How do you determine if a matrix is invertible by investigating the equation Ax = I?
For a 3×3 matrix (A) with the following
Row 1: 1, 0, 1
Row 2: 1, 1, 0
Row 3: 0, 1, 1
I know the identity for a 3×3 matrix is
Row 1: 1, 0, 0
Row 2: 0, 1, 0
Row 3: 0, 0, 1
Also, I know the corresponding x must be of the form 3×3 to ensure the multiplication is valid to produce the identity matrix.
Therefore, x will have some form associated with:
Row 1: x11, x12, x13
Row 2: x21, x22, x23
Row 3: x31, x32, x33
Not sure how to proceed from here to find out whether the matrix is invertible.
I know for a 2×2 matrix I can tell whether the matrix is invertible by examining the determinant such that if the determinant is 0 then the matrix is said to be singular, hence has no inverse.
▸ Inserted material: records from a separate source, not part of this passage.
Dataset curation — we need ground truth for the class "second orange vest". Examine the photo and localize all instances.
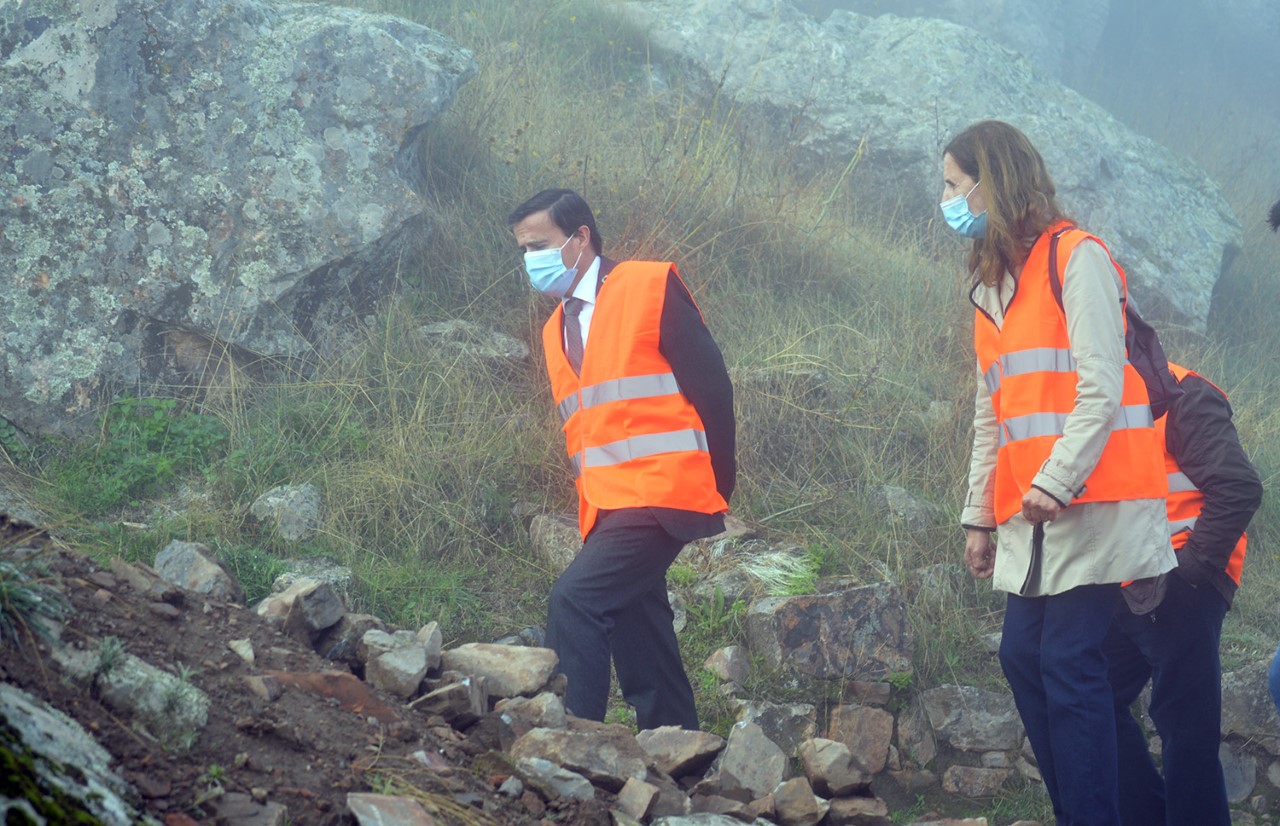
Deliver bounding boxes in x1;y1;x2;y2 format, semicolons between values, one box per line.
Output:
974;222;1166;524
543;261;728;538
1156;361;1248;585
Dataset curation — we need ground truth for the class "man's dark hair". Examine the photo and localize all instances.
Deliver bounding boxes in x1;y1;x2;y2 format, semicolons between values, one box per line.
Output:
507;190;604;255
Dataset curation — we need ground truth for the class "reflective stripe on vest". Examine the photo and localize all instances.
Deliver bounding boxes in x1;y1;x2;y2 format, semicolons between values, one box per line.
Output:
556;373;680;421
1000;405;1162;445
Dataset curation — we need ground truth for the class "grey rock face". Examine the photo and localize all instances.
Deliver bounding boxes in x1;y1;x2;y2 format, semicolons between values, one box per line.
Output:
0;0;476;432
623;0;1242;328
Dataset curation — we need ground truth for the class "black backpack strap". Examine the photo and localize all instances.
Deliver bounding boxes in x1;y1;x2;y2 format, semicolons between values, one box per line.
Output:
1048;227;1078;307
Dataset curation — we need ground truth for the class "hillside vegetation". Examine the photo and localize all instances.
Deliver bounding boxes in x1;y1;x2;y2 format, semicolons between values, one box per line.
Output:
0;0;1280;804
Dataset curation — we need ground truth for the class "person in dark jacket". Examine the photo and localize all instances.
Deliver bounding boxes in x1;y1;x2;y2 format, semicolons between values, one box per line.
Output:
1103;364;1262;826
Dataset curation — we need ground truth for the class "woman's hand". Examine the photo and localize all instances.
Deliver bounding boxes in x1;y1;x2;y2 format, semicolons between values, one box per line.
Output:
1023;488;1062;525
964;528;996;579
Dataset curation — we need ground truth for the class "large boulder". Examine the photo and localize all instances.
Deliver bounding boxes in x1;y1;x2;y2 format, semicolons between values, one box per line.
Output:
622;0;1242;329
0;0;476;432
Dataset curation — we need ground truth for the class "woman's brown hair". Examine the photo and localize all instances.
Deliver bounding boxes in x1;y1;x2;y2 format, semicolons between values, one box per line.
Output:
943;120;1070;286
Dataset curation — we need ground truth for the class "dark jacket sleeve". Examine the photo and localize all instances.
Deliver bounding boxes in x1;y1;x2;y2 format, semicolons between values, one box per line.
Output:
1165;375;1262;585
658;275;737;502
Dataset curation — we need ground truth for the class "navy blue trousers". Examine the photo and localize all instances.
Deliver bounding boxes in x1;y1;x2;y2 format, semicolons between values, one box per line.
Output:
1105;574;1231;826
1000;584;1121;826
547;511;698;730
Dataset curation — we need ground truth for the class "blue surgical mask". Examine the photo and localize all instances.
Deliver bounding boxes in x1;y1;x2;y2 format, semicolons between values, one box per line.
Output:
940;181;987;238
525;236;582;298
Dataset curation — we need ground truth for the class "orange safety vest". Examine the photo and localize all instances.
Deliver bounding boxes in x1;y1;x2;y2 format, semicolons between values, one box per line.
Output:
543;261;728;538
974;222;1167;524
1156;361;1248;587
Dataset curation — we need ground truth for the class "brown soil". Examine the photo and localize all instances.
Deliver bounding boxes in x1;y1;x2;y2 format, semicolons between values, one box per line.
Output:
0;517;609;826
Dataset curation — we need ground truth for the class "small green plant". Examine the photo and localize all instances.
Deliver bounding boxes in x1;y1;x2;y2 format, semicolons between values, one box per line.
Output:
0;416;31;465
97;636;124;677
667;565;698;588
0;548;69;643
886;671;913;692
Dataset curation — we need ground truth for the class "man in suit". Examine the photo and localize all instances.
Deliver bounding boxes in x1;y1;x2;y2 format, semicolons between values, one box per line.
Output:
507;190;736;729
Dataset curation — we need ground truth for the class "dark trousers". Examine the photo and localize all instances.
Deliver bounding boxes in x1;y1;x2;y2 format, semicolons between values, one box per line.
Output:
1105;574;1231;826
1000;585;1121;826
547;511;698;730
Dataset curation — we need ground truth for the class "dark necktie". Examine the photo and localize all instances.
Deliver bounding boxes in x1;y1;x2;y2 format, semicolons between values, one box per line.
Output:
564;298;586;374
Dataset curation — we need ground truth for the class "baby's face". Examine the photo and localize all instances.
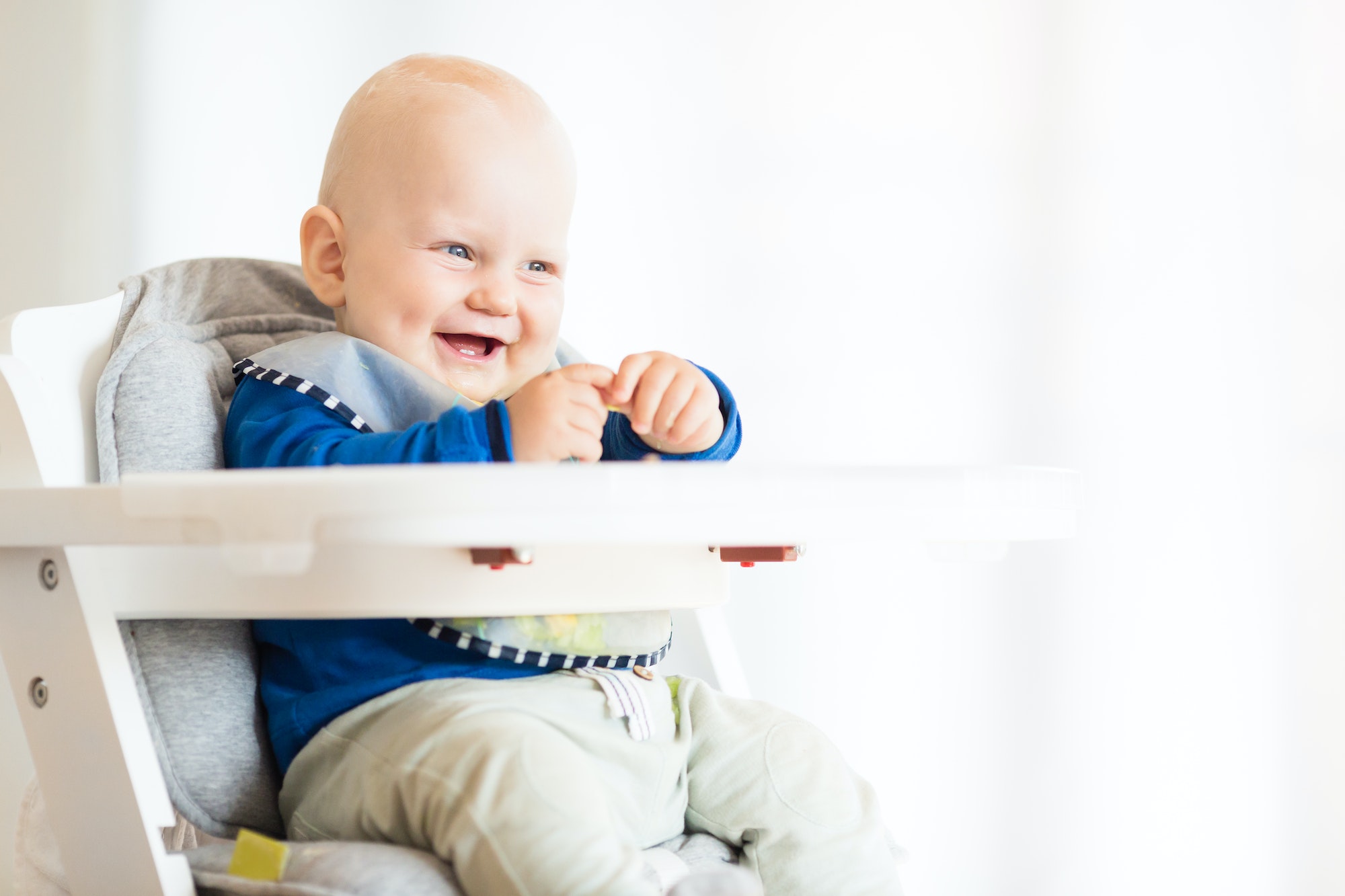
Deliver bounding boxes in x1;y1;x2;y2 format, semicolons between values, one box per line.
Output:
338;101;574;402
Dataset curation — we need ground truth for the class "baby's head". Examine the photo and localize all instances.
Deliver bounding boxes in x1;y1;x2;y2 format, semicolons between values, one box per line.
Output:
300;56;574;401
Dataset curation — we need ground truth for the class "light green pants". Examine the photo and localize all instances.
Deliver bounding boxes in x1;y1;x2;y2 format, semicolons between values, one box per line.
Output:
280;673;900;896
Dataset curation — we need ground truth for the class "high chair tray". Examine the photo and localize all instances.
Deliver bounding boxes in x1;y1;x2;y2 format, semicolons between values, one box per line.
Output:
0;463;1077;548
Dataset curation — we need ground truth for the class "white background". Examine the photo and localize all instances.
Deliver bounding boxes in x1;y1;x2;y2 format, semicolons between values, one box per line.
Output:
0;0;1345;896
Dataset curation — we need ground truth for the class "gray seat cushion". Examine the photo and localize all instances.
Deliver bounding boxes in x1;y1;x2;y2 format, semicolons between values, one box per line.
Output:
121;619;285;837
94;258;335;837
184;842;461;896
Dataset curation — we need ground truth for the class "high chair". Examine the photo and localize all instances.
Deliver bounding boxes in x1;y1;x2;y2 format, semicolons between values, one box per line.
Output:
0;259;1076;896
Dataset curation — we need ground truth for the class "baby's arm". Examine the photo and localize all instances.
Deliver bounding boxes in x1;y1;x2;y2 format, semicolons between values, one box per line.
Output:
225;379;511;467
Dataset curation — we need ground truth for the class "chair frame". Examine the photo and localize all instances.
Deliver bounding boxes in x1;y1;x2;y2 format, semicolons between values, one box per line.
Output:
0;293;1076;896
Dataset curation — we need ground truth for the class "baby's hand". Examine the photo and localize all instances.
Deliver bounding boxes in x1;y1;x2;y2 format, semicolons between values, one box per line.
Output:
504;364;613;462
605;351;724;455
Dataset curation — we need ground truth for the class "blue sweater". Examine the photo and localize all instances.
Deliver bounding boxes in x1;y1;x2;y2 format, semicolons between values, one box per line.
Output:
225;368;742;772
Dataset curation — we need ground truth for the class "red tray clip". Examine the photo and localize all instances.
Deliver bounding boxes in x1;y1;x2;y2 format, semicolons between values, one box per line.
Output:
720;545;803;567
469;548;533;569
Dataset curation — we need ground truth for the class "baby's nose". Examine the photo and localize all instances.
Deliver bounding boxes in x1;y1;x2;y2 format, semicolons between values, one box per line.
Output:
467;282;518;315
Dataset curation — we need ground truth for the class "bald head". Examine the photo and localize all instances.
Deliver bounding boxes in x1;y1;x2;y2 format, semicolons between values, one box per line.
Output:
317;54;573;214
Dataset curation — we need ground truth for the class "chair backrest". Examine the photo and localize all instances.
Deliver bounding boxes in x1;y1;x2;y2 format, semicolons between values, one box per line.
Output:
0;292;122;487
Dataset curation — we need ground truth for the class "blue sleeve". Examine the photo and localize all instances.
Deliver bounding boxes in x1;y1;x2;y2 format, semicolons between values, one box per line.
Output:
603;364;742;460
225;378;512;467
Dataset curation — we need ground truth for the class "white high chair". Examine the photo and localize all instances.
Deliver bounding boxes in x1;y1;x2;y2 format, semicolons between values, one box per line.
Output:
0;263;1075;896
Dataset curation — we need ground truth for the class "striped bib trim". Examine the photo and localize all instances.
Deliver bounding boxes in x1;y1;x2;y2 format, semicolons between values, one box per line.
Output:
234;358;374;432
408;619;672;669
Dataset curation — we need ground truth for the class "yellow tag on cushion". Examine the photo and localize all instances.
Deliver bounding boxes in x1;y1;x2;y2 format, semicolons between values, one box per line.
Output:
229;829;289;880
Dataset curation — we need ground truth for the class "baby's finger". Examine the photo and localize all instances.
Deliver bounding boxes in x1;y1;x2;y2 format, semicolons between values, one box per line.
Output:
566;425;603;463
668;390;724;445
651;374;695;438
628;364;677;436
569;389;607;438
560;364;616;391
670;409;724;451
607;351;654;406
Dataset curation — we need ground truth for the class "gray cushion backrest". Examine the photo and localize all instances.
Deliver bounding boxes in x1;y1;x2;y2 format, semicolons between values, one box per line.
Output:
94;258;334;837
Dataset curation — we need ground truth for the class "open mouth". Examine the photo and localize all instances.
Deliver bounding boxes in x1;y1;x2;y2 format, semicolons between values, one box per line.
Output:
438;332;504;360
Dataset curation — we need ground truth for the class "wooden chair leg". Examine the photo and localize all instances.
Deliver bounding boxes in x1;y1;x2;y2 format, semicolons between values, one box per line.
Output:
0;548;195;896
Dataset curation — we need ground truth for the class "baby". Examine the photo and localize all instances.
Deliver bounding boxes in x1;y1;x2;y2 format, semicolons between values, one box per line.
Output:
225;56;900;896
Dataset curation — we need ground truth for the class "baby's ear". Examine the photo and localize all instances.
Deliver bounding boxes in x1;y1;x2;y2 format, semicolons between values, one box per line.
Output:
299;206;346;308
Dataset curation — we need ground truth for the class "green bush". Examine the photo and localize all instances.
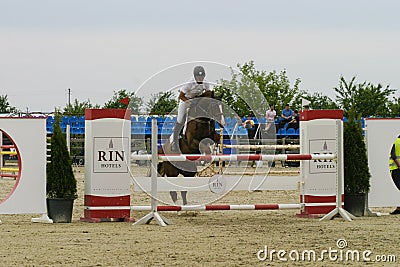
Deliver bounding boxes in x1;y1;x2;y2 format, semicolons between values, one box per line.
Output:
46;114;77;199
343;109;371;194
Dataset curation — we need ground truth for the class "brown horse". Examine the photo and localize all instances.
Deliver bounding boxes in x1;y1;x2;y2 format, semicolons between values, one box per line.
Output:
157;91;225;205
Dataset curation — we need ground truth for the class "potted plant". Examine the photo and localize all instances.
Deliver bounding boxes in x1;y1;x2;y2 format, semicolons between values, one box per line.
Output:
343;108;371;216
46;111;77;222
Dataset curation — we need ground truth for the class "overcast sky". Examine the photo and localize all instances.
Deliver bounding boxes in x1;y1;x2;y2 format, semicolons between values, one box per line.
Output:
0;0;400;112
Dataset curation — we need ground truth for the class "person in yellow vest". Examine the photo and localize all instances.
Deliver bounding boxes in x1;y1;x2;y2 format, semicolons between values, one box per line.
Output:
389;135;400;215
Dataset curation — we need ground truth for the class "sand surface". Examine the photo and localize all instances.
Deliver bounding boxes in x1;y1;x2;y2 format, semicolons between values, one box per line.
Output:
0;164;400;266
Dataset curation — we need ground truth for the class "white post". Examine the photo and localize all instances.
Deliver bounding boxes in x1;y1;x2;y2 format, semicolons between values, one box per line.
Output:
320;120;356;221
133;118;171;226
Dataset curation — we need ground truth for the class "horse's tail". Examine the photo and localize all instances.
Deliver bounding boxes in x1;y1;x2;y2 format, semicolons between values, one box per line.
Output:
157;162;165;177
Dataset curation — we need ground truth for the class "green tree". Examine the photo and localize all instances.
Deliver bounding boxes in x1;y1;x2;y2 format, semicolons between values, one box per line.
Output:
63;99;100;116
334;76;395;117
216;61;305;116
304;92;339;109
0;95;18;113
343;108;371;194
104;89;143;114
388;97;400;117
146;92;178;115
46;111;78;199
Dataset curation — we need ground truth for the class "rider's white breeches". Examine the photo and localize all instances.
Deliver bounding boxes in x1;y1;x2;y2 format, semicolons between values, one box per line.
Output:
176;101;189;124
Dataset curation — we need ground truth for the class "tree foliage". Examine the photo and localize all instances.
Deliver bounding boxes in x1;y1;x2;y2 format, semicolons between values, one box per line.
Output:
46;111;78;199
334;76;395;117
304;92;339;109
0;95;18;113
388;97;400;117
64;99;100;116
146;92;178;115
216;61;305;116
103;89;143;114
343;107;371;194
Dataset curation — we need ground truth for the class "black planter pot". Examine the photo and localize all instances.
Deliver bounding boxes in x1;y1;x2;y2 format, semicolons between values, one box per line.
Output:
46;198;74;223
344;193;367;217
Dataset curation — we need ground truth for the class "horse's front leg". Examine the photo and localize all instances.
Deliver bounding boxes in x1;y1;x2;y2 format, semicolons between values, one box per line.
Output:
181;191;187;205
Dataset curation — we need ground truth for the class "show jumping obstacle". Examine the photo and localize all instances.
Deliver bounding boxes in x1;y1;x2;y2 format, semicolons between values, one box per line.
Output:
131;110;354;226
0;118;52;223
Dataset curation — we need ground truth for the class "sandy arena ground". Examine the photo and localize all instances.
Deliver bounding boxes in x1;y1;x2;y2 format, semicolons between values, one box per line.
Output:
0;163;400;266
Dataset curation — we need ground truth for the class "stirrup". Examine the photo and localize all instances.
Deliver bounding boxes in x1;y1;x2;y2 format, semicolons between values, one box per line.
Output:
171;142;179;152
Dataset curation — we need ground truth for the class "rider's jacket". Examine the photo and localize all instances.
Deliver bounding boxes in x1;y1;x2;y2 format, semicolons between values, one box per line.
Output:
181;78;211;99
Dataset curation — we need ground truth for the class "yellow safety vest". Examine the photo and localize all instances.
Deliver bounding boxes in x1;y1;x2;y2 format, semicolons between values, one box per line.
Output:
389;137;400;171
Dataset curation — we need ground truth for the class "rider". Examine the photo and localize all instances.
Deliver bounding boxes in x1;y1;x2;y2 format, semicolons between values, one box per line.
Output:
170;66;211;152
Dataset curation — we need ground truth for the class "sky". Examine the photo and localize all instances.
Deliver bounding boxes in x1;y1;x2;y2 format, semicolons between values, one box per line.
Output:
0;0;400;112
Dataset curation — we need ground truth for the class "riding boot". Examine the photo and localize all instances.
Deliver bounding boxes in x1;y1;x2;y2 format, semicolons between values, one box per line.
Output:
171;122;183;152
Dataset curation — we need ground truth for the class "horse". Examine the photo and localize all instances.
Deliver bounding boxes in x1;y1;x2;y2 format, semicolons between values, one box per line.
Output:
157;91;225;205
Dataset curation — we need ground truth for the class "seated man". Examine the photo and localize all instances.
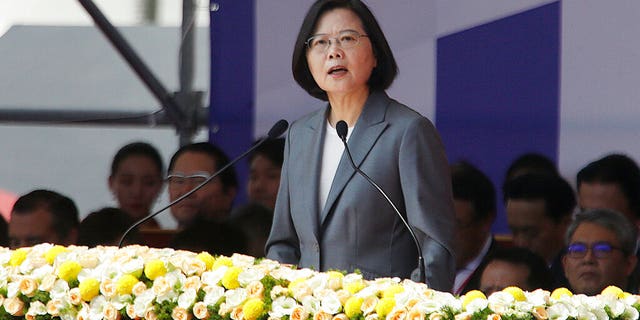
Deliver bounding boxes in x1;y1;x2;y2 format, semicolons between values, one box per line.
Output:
451;162;498;294
9;190;80;249
167;142;238;229
480;247;553;296
504;174;576;287
562;209;638;295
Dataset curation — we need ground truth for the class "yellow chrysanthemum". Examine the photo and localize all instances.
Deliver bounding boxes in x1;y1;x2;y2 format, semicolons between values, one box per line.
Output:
144;260;167;280
78;278;100;301
600;286;624;298
116;274;138;295
44;245;69;265
242;298;264;320
502;286;527;301
382;284;404;298
287;278;307;291
462;290;487;309
9;248;29;267
221;267;242;289
551;287;573;300
196;252;216;270
58;261;82;282
343;280;364;294
344;296;364;318
376;298;396;319
211;257;233;270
Does this property hold for a 3×3 matrix?
Best Answer
You are correct that a real valued square matrix is invertible $\iff$ its determinant is nonzero. Also, $A$ represents a linear transformation between vector spaces of the same dimension, so it is invertible $\iff$ $\ker(A) = \{0\}$. The second method corresponds to row reducing A.